Published 21 December 2020

I've been working on a deployment of Sitecore using containers recently, and hit a scenario which isn't discussed much in the Microsoft documentation: How do you go about setting it all up if you can't use Active Directory accounts across your DevOps and Azure instances? Having done some digging, here's what I've learned so far:

My issue url copied!

I needed to run Sitecore in AKS, but there was a security boundary between DevOps (owned and run by my client) and my dev/QA Azure instance (owned and run by my company). Normally this would be pretty easy – in DevOps you can create a Service Connection for an instance of AKS and give it your AD credentials for Azure. But that doesn't work for me – for tedious technical reasons it is not possible for me to log in as my Azure account when I'm accessing the client's DevOps, so I can't create one of these easy authentication tokens.

(For the curious: I have "username@mycompany.com" Azure AD account which is used for my Azure access in my company. But I also have the same username as a standard Microsoft account which is not tied to my company AD. The client used the standard Microsoft account to grant me access to their DevOps because they don't have access to our company AD either. So whenever I try to fill in the Service Connection form to give my credentials to set up this link, DevOps only accepts my Microsoft Account password. I cannot use the company AD account which would actually grant rights to the AKS instance. A silly issue – but a blocker none the less)

Security Boundary Issue

So how can I give DevOps permissions to push new deployments into my AKS instance?

K8s tokens url copied!

It turns out that Kubernetes has its own approach to security – and this is something I can use to solve my problem. Most of the docs that you come across for AKS assume that you'll be using Active Directory, but it turns out you can use role-based access control (referred to as RBAC in the docs) with internal accounts too. So you can create an account in Kubernetes, grant it some permissions and then give its authentication tokens to DevOps to use when it connects.

Sounds simple – but like many things here, it requires some thought.

Getting an account url copied!

Kubernetes has the concept of "service accounts" – users which can perform actions in the system but are expected to be used by other computers rather than people. Some documentation only discusses this inside your cluster, when pods need to communicate. However there is also some documentation that discusses how these can be used for external systems to perform actions in your cluster.

From the command line you can create a new service account with kubectl. So I started by creating one in my Sitecore deployment's namespace. However despite a variety of experiments here, I was unable to make that work correctly – it was easy to create the account, but AKS would always refuse to perform any actions under these credentials. After a lot of research, I found one article that described putting your service account into the "kube-system" namespace. And this worked for me.

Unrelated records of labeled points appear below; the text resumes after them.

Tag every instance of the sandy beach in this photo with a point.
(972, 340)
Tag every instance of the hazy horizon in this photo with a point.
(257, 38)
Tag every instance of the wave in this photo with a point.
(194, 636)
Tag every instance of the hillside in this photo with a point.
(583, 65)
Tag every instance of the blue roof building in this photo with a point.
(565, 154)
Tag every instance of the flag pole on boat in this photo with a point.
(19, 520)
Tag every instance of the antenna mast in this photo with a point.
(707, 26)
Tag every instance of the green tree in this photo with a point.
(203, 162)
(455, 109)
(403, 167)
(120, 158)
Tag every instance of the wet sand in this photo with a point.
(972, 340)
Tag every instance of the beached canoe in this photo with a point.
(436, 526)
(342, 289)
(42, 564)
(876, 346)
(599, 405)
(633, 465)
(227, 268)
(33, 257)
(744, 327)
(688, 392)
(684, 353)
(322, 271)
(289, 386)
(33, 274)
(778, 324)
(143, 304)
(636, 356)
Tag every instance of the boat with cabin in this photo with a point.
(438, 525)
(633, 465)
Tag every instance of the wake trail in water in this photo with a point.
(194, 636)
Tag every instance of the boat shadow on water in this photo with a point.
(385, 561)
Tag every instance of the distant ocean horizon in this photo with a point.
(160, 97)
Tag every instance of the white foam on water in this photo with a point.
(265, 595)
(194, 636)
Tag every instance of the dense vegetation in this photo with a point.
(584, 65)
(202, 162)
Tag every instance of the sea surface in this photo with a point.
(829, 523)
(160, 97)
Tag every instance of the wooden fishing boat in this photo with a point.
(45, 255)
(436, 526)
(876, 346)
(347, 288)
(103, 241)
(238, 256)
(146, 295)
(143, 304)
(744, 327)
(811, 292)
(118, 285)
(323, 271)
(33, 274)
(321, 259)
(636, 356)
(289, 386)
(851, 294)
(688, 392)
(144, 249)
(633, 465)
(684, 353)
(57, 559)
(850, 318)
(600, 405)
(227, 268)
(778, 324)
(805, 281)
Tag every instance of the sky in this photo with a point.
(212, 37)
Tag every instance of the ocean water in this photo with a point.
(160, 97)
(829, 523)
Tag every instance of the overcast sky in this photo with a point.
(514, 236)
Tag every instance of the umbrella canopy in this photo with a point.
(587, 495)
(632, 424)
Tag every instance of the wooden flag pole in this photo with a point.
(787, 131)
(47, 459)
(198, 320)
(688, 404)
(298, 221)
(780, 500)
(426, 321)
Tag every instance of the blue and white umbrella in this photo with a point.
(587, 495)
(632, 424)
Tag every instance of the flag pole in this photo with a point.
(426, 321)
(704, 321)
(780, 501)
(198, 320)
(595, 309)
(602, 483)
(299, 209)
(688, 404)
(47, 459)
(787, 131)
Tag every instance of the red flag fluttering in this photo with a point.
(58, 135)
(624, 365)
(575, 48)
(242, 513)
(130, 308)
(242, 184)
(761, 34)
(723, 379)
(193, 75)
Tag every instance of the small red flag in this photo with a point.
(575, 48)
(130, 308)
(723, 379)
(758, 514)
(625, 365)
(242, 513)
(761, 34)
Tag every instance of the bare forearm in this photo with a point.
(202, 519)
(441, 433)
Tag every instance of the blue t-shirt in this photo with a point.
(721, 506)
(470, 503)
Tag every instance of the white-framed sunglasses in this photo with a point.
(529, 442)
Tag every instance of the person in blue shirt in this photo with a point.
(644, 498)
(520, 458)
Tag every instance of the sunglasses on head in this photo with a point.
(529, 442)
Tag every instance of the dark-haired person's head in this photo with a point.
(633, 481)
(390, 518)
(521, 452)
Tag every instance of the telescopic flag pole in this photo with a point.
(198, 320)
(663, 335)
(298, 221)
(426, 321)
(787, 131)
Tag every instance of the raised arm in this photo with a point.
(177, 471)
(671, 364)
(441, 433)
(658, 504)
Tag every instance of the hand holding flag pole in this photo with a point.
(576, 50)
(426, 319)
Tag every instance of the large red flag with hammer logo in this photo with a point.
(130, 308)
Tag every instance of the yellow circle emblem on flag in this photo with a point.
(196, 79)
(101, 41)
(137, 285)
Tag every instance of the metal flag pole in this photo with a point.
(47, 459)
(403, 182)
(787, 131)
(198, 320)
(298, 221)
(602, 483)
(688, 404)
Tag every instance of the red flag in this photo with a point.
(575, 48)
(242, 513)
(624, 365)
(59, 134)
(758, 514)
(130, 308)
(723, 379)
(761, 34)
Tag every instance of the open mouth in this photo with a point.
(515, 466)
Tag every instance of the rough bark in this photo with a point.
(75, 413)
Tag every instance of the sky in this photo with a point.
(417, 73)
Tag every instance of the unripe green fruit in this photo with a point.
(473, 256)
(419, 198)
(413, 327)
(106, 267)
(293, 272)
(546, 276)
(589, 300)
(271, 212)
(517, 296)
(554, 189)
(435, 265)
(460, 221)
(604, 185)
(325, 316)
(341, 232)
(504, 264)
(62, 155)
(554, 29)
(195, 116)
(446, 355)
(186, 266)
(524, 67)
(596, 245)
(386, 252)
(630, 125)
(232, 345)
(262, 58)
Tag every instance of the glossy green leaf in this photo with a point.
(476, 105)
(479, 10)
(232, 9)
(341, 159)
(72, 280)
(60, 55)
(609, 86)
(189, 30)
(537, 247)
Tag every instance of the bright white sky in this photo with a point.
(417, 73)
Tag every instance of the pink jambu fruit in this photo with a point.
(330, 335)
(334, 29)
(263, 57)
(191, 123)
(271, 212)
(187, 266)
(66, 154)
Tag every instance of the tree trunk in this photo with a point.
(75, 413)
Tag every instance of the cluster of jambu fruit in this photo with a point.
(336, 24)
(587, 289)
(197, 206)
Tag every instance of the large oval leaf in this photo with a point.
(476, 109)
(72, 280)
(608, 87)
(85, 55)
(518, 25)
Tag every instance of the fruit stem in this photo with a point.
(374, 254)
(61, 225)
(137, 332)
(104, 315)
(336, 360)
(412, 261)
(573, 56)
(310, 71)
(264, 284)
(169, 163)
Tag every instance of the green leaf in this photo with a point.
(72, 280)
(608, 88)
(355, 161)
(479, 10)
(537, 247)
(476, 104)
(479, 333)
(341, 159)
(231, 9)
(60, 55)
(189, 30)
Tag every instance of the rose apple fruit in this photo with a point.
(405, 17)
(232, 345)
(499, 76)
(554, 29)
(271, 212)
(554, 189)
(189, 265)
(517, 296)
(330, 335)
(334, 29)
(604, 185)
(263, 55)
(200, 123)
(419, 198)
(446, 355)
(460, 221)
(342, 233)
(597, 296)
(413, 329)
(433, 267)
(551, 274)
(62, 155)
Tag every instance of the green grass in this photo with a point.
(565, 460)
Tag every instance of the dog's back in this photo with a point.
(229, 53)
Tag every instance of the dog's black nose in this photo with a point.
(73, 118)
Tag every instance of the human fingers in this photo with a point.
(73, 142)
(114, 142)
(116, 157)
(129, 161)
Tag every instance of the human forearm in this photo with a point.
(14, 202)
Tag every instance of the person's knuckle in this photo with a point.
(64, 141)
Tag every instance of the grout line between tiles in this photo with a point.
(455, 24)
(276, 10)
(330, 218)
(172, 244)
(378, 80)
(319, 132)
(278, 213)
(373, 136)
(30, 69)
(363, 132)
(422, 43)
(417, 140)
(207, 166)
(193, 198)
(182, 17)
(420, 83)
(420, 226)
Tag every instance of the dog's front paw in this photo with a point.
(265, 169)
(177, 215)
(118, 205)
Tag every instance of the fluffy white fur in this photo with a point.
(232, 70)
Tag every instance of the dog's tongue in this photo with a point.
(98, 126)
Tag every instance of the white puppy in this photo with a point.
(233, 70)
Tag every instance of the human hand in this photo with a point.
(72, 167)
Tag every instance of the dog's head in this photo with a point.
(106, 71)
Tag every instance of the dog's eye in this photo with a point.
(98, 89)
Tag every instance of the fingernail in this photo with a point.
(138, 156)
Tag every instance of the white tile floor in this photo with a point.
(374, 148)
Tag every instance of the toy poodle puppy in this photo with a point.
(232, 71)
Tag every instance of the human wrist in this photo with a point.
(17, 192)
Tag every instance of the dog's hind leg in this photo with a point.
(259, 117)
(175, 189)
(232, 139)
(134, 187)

So the command I created the user with ended up as:

kubectl -n kube-system create serviceaccount azure-pipeline

					

Once you have an account, you need to "bind" it to a role, telling AKS which rights the account should have. Kubernetes calls this a "role binding". And Kubernetes roles can be scoped to either your application or to the entire cluster. Given the issue above, a cluster scoped role and binding seems more appropriate.

Again, I tried creating my own role, with what I thought was the right set of permissions, but was unable to make it work. So I fell back to one of the built-in admin roles. While this isn't best security practice, it's good enough to make the whole thing work while I learn more.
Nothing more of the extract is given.